Pope Francis did indeed demote Cardinal Raymond Leo Burke, as the piece notes. In the parlance of the Roman Catholic Church, cardinals are referred to as princes in the church's hierarchy. Cardinals are also bishops. In the church's hierarchy, the pecking order is bishop, archbishop, cardinal. Like most monarchs throughout history, Pope Francis does not like to have his own views criticized publicly by a courtier at the Vatican, as Cardinal Burke had done.
As Daily Kos notes, Cardinal Burke's strident cultural-warrior views are shared by a number of other bishops in the United States. In addition, a certain number of lay American Catholic reactionaries hold strident cultural-warrior views as well. See Damon Linker's book THE THEOCONS: SECULAR AMERICA UNDER SIEGE (2006).
However, if you want to succeed as a discrete and prudent courtier at the Vatican, you should study the seventeenth-century Spanish Jesuit Baltasar Gracian's book THE POCKET ORACLE AND ART OF PRUDENCE, translated by Jeremy Robbins of the University of Edinburgh (Penguin Classics, 2011; orig. ed., 1647). I have no reason to suspect that Pope Francis read Gracian's book, but it is possible that he may have read it. However, it is far more likely that Pope Francis, the first Jesuit pope, learned in effect how to embody the spirit of Gracian's advice in that book by studying the life and example of St. Ignatius Loyola, the founder of the Jesuit religious order in the Roman Catholic Church that is known by the informal name as the Jesuit order (also known by the formal name as the Society of Jesus).
Progressives and liberals might cheer on Pope Francis when he inveighs against economic inequality. In addition, they might welcome his announced upcoming encyclical of climate change.
But Pope Francis appears to be a media darling still. In part, this is due to his off-the-cuff comments at times, which the journalists covering him dutifully report. Oftentimes, his reported extemporaneous comments do not seem scripted. On the contrary, they seem spontaneously and refreshing.

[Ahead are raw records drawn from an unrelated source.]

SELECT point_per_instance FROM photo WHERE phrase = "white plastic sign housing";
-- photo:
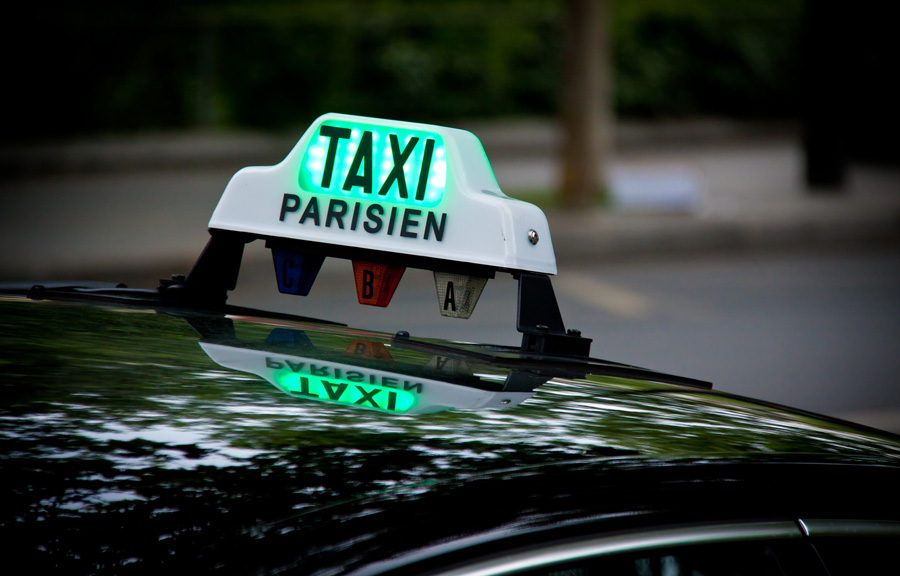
(396, 187)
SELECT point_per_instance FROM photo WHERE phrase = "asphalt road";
(819, 331)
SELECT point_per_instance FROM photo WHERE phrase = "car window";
(732, 559)
(854, 555)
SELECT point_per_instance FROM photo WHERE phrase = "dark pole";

For example, his comment "Who am I to judge?" was widely reported -- and itself widely commented on. He made this comment in response to a hypothetical question about a homosexual possibly serving as a Roman Catholic priest.
In light of the Roman Catholic bishops' opposition to same-sex marriage, which Pope Francis is also on record as opposing, his comment seems almost "off-message" (as we say when a politician says something that does not seem to be the usual, scripted message we would expect to hear).
Clearly Pope Francis can hold to his position of opposing same-sex marriage, on the one hand, and say, on the other hand, "Who am I to judge?" regarding the hypothetical case of a homosexual possibly serving as an ordained Roman Catholic priest. In effect, Pope Francis's comment shows that he can walk and chew gum at the same time, as we say.
However, Pope Francis is decidedly conservative regarding established positions taken by the Roman Catholic bishops. As a result, he is not likely to initiate any significant changes in established positions. But because of his ability to walk and chew gum at the same time, he may continue to come across as something less than a fervent cultural warrior regarding the established positions that he is not likely to change.
Of course Pope Francis is the first Jesuit ever elected to serve as pope. As noted, the Jesuit religious order in the Roman Catholic Church was founded by St. Ignatius Loyola. In a relatively short time, the comparatively well-educated Jesuits were being characterized pejoratively as being "Jesuitical" by certain detractors.
Historically, the Jesuits adopted the approach known as moral Probabilism in their practice of being confessors for the faithful. Their Probalism contended with the more legalistic medieval approach known as Tutiorism. No doubt the Jesuit use of Probabilism as confessors also contributed to their detractors' use of the term Jesuitical in a pejorative sense. See Robert Aleksander Maryks' book SAINT CICERO AND THE JESUITS: THE INFLUENCE OF THE LIBERAL ARTS ON THE ADOPTION OF MORAL PROBABALISM (2008).
Incidentally, in six of his 112 learned endnotes, Robbins mentions Cicero in connection with various points that Gracian discusses.
In theory, however, the term "Jesuitical" could also be used in a non-pejorative sense as a positive characterization of certain typical tendencies or behaviors of Jesuits. After all, the quip about not being able to walk and chew gum at the same time can be turned into a positive quip by saying that somebody (e.g., Pope Francis) can walk and chew gum at the same time.
So if the pejorative descriptor "Jesuitical" can also be used in a non-pejorative way, we might wonder what the non-pejorative way of using "Jesuitical" might mean beyond the obvious sense of meaning "like a Jesuit." For example, we might wonder if Pope Francis is Jesuitical beyond the obvious sense of meaning "like a Jesuit." In other words, can we amplify a bit about what it may mean to be like a Jesuit?
Because the term "Jesuit" is an informal name for the religious order, we should note that the order's more formal name is the Society of Jesus. Therefore, first and foremost, to be a Jesuit means to be like Jesus. Thus the non-pejorative meaning of Jesuitical should mean "like Jesus."